Pour chaque liste départementale obligatoirement l’alignement entre les titulaires et les suppléants doit être symétrique. Pour la liste nationale proportionnelle ,la liste des titulaires a son réserve de liste d’attente.
On ne touche la liste des suppléants qu’après épuisement des candidats réservistes qui ne sont pas élus dès la proclamation des résultats. En clair normalement le premier de la liste des suppléants doit dépendre du dernier sur la liste des titulaires. Exemple si le dernier de la liste des titulaires est un homme le suivant sur la liste des suppléants doit être une femme et vice versa.

C’est pour dire que c’est comme si une liste nationale en réalité est une longue liste exprimée en deux parties où on ne touche à l’autre qu’après épuisement total de la première partie.

Une liste de titulaires peut exister sans suppléants si on se réfère à la jurisprudence de Fandéne en 2014
Mais une liste ne peut pas exister sans la raison d’être de son existence à savoir les titulaires.
La liste des titulaires est indispensable pour qu’une équipe puisse débuter le jeu et participer au jeu.

SUR LE CAS DE YÉWWI

Ousmane Sonko, le cas de votre appareil politique n’est pas pareil avec Benno. C’est d’ailleurs très loin d’être le cas.

Suite à une inéligibilité pour non atteinte de l’âge minimum exigé à savoir 25 ans la commission électorale l’a clairement notifié au mandataire de Yéwwi .Conformément à la loi électorale article 176 à partir de la notification le mandataire dispose de 3 jours et passé ce délai qui signifie expiration de sa chance de rectification, la faute fait effet et la liste devient incomplète en comportant une candidature qui ne compte pas aux yeux de la loi.

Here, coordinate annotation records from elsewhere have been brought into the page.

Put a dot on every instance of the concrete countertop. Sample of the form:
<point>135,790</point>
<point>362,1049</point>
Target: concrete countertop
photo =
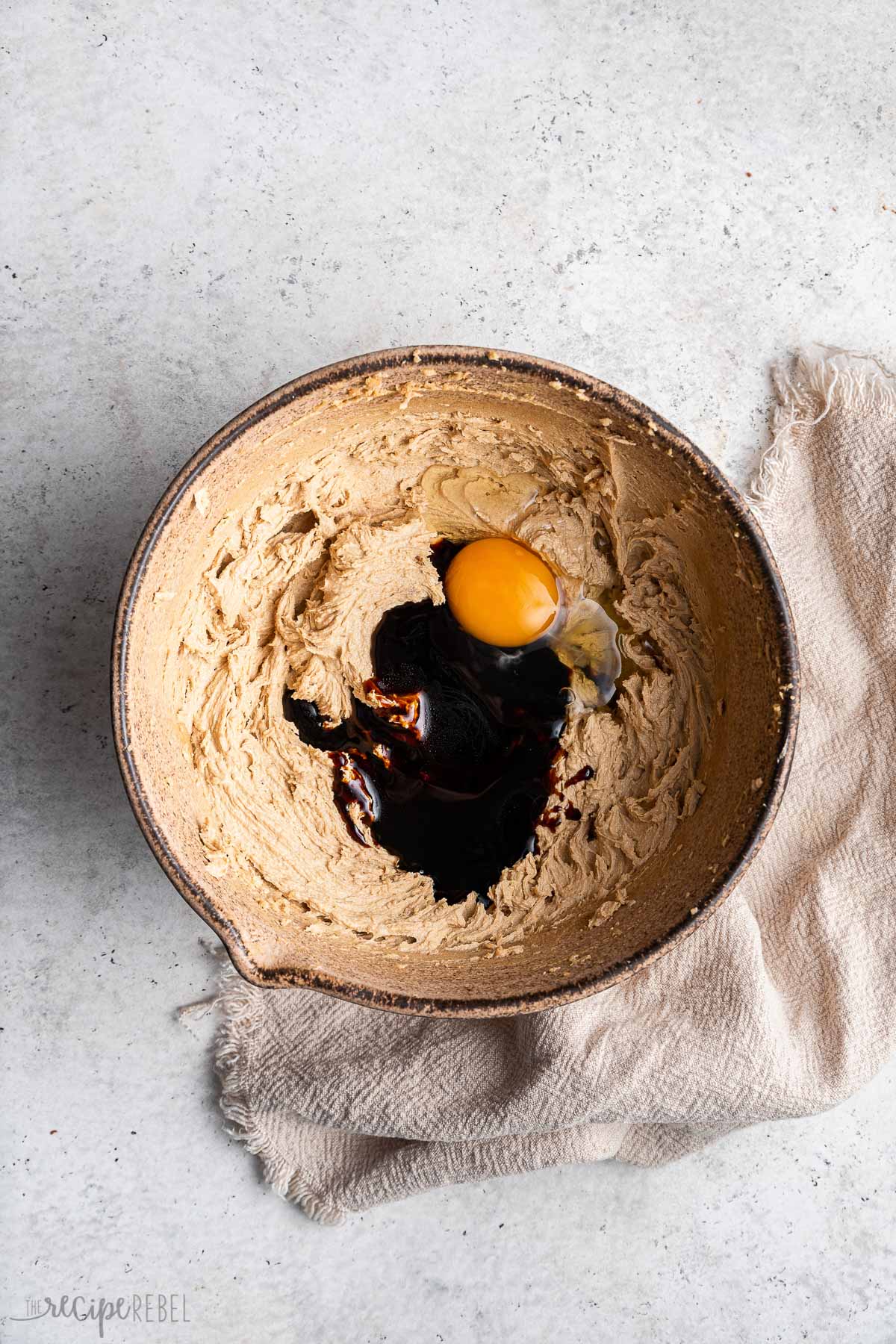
<point>202,202</point>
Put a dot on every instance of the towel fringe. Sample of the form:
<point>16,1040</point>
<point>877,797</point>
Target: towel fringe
<point>237,1001</point>
<point>824,374</point>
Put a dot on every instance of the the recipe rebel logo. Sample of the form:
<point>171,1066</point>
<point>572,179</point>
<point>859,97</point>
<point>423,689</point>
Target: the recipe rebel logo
<point>140,1308</point>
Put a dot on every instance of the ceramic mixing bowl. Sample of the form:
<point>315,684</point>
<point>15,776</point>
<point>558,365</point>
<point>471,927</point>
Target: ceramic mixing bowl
<point>748,756</point>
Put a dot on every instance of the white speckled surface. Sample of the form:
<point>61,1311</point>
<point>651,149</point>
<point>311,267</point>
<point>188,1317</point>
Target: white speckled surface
<point>196,208</point>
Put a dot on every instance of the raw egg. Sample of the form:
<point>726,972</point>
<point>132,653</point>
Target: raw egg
<point>501,593</point>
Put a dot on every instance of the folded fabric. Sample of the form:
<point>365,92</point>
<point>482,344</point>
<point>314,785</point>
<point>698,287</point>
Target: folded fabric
<point>782,1004</point>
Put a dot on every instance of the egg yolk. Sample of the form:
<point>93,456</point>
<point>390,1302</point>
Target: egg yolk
<point>501,593</point>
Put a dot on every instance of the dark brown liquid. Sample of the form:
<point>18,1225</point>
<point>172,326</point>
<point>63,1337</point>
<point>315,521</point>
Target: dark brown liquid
<point>449,766</point>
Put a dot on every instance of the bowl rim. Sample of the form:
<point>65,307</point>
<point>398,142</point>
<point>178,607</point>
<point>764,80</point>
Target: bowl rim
<point>304,976</point>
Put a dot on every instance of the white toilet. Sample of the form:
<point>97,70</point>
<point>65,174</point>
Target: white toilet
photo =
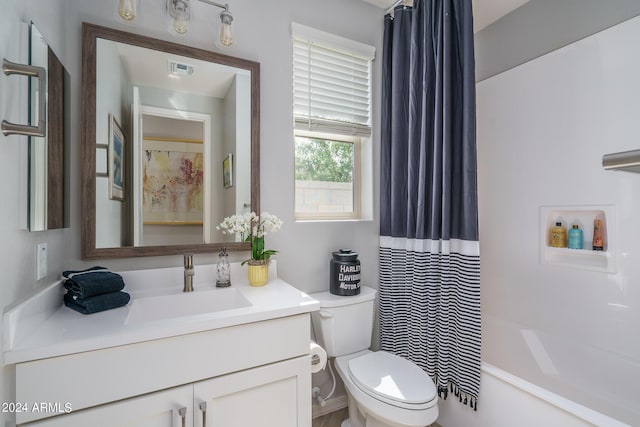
<point>384,390</point>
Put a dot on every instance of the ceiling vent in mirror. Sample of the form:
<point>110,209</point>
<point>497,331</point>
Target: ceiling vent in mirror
<point>180,68</point>
<point>627,161</point>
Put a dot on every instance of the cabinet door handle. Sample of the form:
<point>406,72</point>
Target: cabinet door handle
<point>203,408</point>
<point>9,128</point>
<point>183,415</point>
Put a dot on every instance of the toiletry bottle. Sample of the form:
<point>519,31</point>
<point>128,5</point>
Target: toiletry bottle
<point>575,237</point>
<point>598,239</point>
<point>558,236</point>
<point>223,270</point>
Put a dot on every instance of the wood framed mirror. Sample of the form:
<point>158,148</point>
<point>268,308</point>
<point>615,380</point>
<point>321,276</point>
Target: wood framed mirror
<point>169,145</point>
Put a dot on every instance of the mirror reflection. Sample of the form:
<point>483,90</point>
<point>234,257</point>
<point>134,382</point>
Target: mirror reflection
<point>182,118</point>
<point>174,137</point>
<point>48,201</point>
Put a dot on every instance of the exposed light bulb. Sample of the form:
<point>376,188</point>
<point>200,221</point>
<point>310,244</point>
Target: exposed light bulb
<point>127,9</point>
<point>226,31</point>
<point>226,35</point>
<point>180,24</point>
<point>179,10</point>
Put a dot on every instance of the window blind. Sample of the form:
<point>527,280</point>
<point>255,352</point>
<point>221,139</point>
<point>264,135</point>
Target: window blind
<point>332,89</point>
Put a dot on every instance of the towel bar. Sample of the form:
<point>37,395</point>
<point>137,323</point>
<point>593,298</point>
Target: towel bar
<point>9,128</point>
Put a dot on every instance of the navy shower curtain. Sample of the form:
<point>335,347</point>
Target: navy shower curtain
<point>429,250</point>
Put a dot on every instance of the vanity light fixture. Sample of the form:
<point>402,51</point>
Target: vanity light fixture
<point>127,10</point>
<point>180,13</point>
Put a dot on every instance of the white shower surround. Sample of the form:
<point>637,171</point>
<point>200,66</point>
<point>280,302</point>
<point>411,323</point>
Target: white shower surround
<point>542,130</point>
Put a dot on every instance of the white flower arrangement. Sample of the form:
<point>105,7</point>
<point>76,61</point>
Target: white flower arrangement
<point>253,228</point>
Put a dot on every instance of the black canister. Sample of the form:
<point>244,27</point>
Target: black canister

Toute inéligibilité non régularisée d’une candidature a un impact direct sur la recevabilité ou la validité de la liste qui la supporte.

Dans le cas spécifique de Yéwwi Askan wi ,la nommée Fama Mbengue n’ayant pas l’âge minimum en procédant à son remplacement le Mandataire a fait preuve de doublon interne en mettant sur la liste des titulaires une candidature déjà comptabilisée sur la liste des suppléants de la même liste nationale.

Comme c’est la première déposition ou enregistrement qui compte, en cas de doublon, la liste des titulaires de la liste nationale proportionnelle devient de fait incomplète donc irrecevable. C’est d’ailleurs l’objet de la réaction de Ousmane Sonko en disant « qu’une « autre faute d’inattention vient de comprendre leur chance  » tout en voulant faire de Benno leur cas contact alors que les niveaux de compteurs sont loin d’avoir des similitudes.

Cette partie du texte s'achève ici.